Pink Moon - Drake, Nick (1972)


1. "Pink Moon" – 2:06
2. "Place to Be" – 2:43
3. "Road" – 2:02
4. "Which Will" – 2:58
5. "Horn" – 1:23
6. "Things Behind the Sun" – 3:57
7. "Know" – 2:26
8. "Parasite" – 3:36
9. "Free Ride" – 3:06
10. "Harvest Breed" – 1:37
11. "From the Morning" – 2:30

 

Nous avons déjà recommandé, de Nick Drake, Five Leaves Left, album dont les séances d'enregistrement avaient duré près d'un an, et qui aurait mérité le qualificatif de surproduit si les arrangements de cordes de Robert Kirby n'avaient été si délicats.

Arrive maintenant ce Pink Moon terrifiant, bien différent dans son extrême nudité. Ce disque suinte la détresse terminale, annonçant la mort par (probable) suicide de Nick Drake. Il a été enregistré en deux nuits et est fait de peu : il n'y a même plus d'instrumentistes en dehors de Nick Drake ; il y a des chansons sans paroles, d'autres faites de phrases hachées, scandées... Ces chansons sont d'autant plus poignantes que chaque mot a été arraché à la dépression. C'est à une raréfaction du langage et à une impossibilité d'écrire que Nick Drake eut à faire face, pendant les mois précédant l'enregistrement de Pink Moon. Il écrivit à une amie : "Je n'arrive plus à faire face."

Grand disque maladif, Pink Moon est à ranger sur une étagère, aux côtés d'Oar de Skip Spence, de Third / Sister Lovers de Big Star, des albums de Syd Barrett, des dernières productions de Rocky Erickson... Peter Buck, de REM, le compara au "Hellbound On My Trail" (les chiens de l'enfer sur mes traces) de Robert Johnson.

Cette dernière comparaison est assez juste. Alors que Fives Leaves Left était classiquement beau, soigné dans ses moindres détails, ici, c'est à un album de blues anglais qu'on a affaire. La musique, évidemment, n'a rien à voir avec le blues. C'est folk.

La chanson-titre est à l'image du délabrement de l'album. Les paroles ? Cinq vers seulement. Il y est question d'une lune menaçante. La mélodie vocale ? Superbe, au point d'être reprise - ô paradoxe ! - dans une publicité. Le solo ? Une mélodie tombante au piano, qui pourrait être jouée avec un seul doigt.

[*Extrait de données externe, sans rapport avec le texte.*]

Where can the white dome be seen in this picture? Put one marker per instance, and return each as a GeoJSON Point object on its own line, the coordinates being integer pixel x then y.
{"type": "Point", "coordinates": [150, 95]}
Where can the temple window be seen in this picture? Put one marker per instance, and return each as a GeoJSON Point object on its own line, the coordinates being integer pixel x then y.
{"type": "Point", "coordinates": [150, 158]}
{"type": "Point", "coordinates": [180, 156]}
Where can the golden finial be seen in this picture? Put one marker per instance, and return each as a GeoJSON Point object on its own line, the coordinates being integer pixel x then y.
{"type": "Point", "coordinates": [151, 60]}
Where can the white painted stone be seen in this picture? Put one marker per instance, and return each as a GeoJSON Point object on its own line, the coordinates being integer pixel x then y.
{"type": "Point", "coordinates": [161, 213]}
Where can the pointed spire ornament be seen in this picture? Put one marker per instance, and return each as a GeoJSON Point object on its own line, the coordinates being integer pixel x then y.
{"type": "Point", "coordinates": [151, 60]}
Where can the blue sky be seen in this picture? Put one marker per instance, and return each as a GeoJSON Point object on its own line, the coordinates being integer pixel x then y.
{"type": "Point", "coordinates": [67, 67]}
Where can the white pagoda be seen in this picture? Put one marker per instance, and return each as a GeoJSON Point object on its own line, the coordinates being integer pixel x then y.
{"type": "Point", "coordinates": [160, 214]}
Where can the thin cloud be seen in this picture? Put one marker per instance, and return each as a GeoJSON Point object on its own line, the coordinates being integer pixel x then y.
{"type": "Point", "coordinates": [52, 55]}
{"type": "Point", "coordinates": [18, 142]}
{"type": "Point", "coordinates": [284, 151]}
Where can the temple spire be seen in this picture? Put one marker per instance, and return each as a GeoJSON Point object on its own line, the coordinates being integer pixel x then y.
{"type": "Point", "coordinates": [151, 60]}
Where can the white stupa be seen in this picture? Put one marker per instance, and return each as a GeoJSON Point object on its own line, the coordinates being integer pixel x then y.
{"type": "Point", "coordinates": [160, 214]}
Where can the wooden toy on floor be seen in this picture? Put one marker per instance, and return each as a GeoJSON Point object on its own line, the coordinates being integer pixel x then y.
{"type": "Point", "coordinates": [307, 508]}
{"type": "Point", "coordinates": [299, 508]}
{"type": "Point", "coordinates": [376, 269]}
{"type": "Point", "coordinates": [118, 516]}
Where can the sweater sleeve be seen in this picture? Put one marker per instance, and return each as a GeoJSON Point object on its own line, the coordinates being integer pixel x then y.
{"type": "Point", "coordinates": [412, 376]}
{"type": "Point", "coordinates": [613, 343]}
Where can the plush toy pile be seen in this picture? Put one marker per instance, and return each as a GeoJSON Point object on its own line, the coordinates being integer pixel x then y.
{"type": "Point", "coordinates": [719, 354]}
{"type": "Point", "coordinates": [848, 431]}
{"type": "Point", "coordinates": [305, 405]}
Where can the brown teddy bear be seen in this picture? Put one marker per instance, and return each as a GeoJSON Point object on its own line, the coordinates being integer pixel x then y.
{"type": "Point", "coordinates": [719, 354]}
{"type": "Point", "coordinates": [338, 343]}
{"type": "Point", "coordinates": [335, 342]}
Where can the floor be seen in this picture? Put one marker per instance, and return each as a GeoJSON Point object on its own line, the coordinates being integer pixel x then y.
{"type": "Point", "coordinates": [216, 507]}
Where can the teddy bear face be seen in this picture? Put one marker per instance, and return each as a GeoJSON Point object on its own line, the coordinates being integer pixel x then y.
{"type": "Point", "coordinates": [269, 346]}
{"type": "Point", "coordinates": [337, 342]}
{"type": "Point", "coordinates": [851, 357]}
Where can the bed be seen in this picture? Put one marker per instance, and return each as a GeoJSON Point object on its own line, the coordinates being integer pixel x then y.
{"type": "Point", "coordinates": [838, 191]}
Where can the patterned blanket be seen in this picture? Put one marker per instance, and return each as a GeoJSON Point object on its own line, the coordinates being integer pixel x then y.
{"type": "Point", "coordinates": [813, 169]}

Certaines chansons ressemblent, par leur structure, par leur style guitaristique riche, à ce que faisait Nick Drake jadis : "Place To Be", "Which Will", "Things Behind The Sun", "From The Morning"... Elles sont juste plus désincarnées, plus désenchantées. Nick Drake n'a que vingt-quatre ans, mais il paraît déjà crouler sous le poids des souvenirs. "When I was young, younger than before", chante-t-il dans "Place To Be". De ces chansons intenses, "Parasite" me paraît être la plus extraordinaire. Ca commence comme ça : "Lifting the mask from a local clown / Feeling down like him". Qu'est-ce ? Une version déglinguée du "Desolation Row" de Dylan ? Les arpèges confèrent à la chanson une atmosphère supernaturaliste saisissante.

Et puis il y a des chansons qui donnent à penser que Nick Drake, avant de mourir, retrouve le sens du blues, mais en empruntant une autre voie : "Free Ride", "Road"... On trouve là des semblants de riff et des unissons relatifs entre guitare et chant, à l'instar des bluesmen du Delta comme Fred McDowell. C'est très beau.

Enfin, il y a des choses qui ne ressemblent à rien, et qui ne peuvent être appelées chansons. "Horn" n'a pas de chant. Pourquoi ce titre, "horn" ? Il n'y a pas de cor dans cette chanson : juste une guitare percée. Et si c'est un avertissement, de quoi veut nous avertir Nick Drake ? De l'approche de la fin du parcours (pour lui-même) ? Je compare justement cette chanson au lied "Der Leiermann", de Schubert, qui clôt le Voyage d'hiver. Dans les deux cas, on entend une imitation dérisoire d'un instrument absent : le cor chez Nick Drake, un violon pitoyable chez Schubert.

Quant à "Know", il fallait oser déposer ça sur la bande. Un riff acoustique qui grince est répété tout au long de la "chanson" ; Nick Drake fait hmm-hmm avant d'entonner quelques pauvres phrases et de dire qu'il n'est pas là...

C'est évidemment dérangeant. Mais ne pas s'y tromper : Pink Moon est mélodieux de bout en bout. Son auréole légendaire n'est pas usurpée.